そしてその間に、父上はいろんな証拠や証言を集めていた。

公爵に対抗できるだけの証拠もあと少し。


「卒業パーティーのエスコートはルシアにしてくれないか」

と父上に言われた。


「嫌です。もう大体証拠も集まったでしょう。僕はミシェルのそばにいたい。最後の学園の日に好きでもないルシアといたくはないです」


「あと少しなんだ。卒業パーティーに一緒に出るとなれば男爵だけではなく公爵も油断する、頼む」



僕はミシェルへドレスを贈る事も出来なかった。  


ミシェルに言い訳もできずに僕はルシアと過ごす。


「ねえ、ライアン。卒業パーティー楽しみだわ。ドレスは貴方の瞳の色に合わせて青色を選んだのよ」


「ルシア、最後の卒業パーティーだ。楽しもう、好きだよ」


僕は心にもない事をルシアに言って愛を囁く。




放課後ミシェルが廊下を歩いて生徒会室へ行くのが見えた。

もう新しい代に代わっていたが、前生徒会のメンバーは今も仲が良くて生徒会室に集まっていた。


今日はまだ誰もいなかった。


ミシェルは生徒会室で一人泣いていた。


僕はミシェルを抱きしめたかった。

だけどルシアといる僕にその資格はない。


そして殿下が生徒会室に来た。


「ミシェル、また泣いているのかい?あの噂を聞いてしまったんだね」


「殿下、わたしが彼に何をしたと言うのでしょうか?彼はわたしを見ていつも不機嫌になって話すらしないで去っていきます。

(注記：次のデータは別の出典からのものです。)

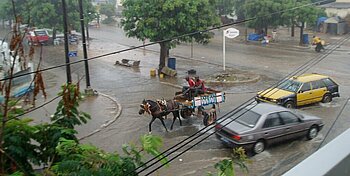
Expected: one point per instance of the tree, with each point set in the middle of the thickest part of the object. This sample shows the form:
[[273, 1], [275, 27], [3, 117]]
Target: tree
[[225, 7], [263, 10], [109, 10], [300, 16], [160, 20]]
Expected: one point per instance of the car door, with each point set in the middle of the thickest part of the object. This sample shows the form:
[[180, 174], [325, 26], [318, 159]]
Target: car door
[[272, 129], [318, 90], [304, 95], [292, 127]]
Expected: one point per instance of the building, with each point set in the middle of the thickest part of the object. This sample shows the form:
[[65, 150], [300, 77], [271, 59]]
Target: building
[[339, 8]]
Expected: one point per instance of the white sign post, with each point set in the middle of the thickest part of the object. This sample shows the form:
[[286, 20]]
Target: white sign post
[[229, 33]]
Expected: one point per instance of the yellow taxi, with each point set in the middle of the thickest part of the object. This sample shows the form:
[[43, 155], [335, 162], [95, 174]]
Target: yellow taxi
[[301, 90]]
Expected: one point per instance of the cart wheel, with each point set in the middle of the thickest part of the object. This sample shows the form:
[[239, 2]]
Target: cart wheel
[[208, 119], [186, 113]]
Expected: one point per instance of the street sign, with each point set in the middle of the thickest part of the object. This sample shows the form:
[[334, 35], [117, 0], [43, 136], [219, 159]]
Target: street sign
[[73, 53], [231, 33]]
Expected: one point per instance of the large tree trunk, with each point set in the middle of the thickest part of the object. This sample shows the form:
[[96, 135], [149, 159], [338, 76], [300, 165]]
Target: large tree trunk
[[292, 28], [163, 54], [301, 33]]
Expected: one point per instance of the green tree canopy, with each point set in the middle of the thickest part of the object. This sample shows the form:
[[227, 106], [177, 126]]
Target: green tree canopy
[[109, 10], [159, 20], [300, 16], [264, 11]]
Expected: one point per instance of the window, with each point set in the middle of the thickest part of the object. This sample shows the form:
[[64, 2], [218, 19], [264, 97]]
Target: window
[[328, 82], [272, 120], [317, 84], [288, 117], [289, 85], [305, 87], [247, 118]]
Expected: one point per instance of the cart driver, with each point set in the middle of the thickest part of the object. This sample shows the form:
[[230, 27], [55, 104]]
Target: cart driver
[[199, 86], [188, 90]]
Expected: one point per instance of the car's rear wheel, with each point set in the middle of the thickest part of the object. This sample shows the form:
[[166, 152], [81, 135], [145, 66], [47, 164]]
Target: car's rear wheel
[[327, 98], [289, 104], [312, 133], [259, 147]]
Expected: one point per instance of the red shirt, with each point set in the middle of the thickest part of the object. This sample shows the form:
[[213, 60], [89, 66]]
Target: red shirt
[[191, 83], [200, 83]]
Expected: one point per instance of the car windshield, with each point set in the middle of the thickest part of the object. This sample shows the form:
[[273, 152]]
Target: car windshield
[[247, 117], [290, 85]]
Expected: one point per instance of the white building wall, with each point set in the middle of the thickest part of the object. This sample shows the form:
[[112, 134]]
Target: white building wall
[[342, 1], [337, 12]]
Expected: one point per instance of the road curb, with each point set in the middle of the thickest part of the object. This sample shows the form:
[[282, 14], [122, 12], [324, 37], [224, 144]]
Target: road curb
[[119, 111]]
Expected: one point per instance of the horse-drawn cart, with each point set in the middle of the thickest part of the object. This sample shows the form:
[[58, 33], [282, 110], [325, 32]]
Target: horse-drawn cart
[[188, 106], [185, 106]]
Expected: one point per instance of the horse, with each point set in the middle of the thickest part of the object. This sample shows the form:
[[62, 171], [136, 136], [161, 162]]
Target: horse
[[160, 108]]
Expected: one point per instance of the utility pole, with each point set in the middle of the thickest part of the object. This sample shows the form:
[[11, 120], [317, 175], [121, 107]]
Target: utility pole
[[66, 49], [88, 89]]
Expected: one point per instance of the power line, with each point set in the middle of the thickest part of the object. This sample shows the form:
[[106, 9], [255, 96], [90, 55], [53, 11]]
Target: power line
[[336, 119], [165, 40]]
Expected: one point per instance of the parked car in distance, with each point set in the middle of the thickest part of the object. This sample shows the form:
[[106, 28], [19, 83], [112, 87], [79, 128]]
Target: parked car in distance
[[261, 124], [37, 36], [301, 90]]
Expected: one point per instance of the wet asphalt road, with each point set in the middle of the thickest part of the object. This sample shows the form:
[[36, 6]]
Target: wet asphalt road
[[130, 86]]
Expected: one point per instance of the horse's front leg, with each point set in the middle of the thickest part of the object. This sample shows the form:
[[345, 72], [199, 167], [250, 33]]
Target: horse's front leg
[[161, 119], [150, 124], [172, 124]]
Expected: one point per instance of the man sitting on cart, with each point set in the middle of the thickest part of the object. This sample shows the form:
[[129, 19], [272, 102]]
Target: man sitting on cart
[[199, 86], [188, 91]]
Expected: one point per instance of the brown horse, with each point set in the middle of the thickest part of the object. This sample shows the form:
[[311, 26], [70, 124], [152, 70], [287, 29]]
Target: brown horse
[[159, 109]]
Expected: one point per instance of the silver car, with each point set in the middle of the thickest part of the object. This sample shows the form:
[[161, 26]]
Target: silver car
[[259, 125]]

いつもルシア様と居て、彼女が好きなら彼の方から婚約を解消してくれたらいいのにそれはしてくれません。

わたしを笑いものにして彼は満足なんでしょうか……」


殿下は泣いているミシェルをそっと抱きしめて頭を撫でていた。


僕は二人の前に出て、「違う!愛しているのはミシェルだけだ」

と叫びたかった。

でもずっとルシアを優先してミシェルには会っていない。

ミシェルに会ってしまうと全て話してしまいたくなる。

言い訳をしたい。でも一時期ルシアに気持ちが傾いたのも確かだった。



そして卒業パーティーでは、ミシェルのそばには殿下達が居た。


元生徒会のみんなも一緒にいたのだが、二人が一緒に居ることが気になって仕方がなかった。


自分はルシアとべったりと引っ付いて踊っているのにヤキモチを妬くなんておかしいのは分かっている。


でも、それでも、どうして殿下といつも居るんだ?と聞きたかった。